- Theatrical release poster by Drew Struzan
- Directed by: James Ivory
- Screenplay by: Ruth Prawer Jhabvala
- Based on: Heat and Dust by Ruth Prawer Jhabvala
- Produced by: Ismail Merchant
- Starring: Greta Scacchi Shashi Kapoor Julie Christie Zakir Hussain
- Cinematography: Walter Lassally
- Edited by: Humphrey Dixon
- Music by: Richard Robbins Zakir Hussain
- Production company: Merchant Ivory Productions
- Distributed by: Curzon Film Distributors
- Release date: 1 January 1983;
- Running time: 130 minutes
- Country: United Kingdom
- Languages: English Urdu Hindi
- Budget: £2.2 million or £1.1 million
- Box office: $2.6 million (overseas est.)

= Heat and Dust (film) =

Heat and Dust is a 1983 British historical romantic drama film, with a screenplay by Ruth Prawer Jhabvala based on her novel, Heat and Dust (1975). It was directed by James Ivory and produced by Ismail Merchant. It stars Greta Scacchi, Shashi Kapoor and Julie Christie.
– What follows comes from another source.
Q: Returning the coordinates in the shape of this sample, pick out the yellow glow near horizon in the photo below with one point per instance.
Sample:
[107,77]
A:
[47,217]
The plot of Heat and Dust follows two intertwined stories. The first is set in British India of the 1920s, and deals with an illicit affair between Olivia, the beautiful young wife of a British colonial official, and an Indian Nawab. The second, set in 1982, deals with Anne, Olivia's great-niece, who travels to India hoping to find out about her great-aunt's life, and while there, also has an affair with a married Indian man.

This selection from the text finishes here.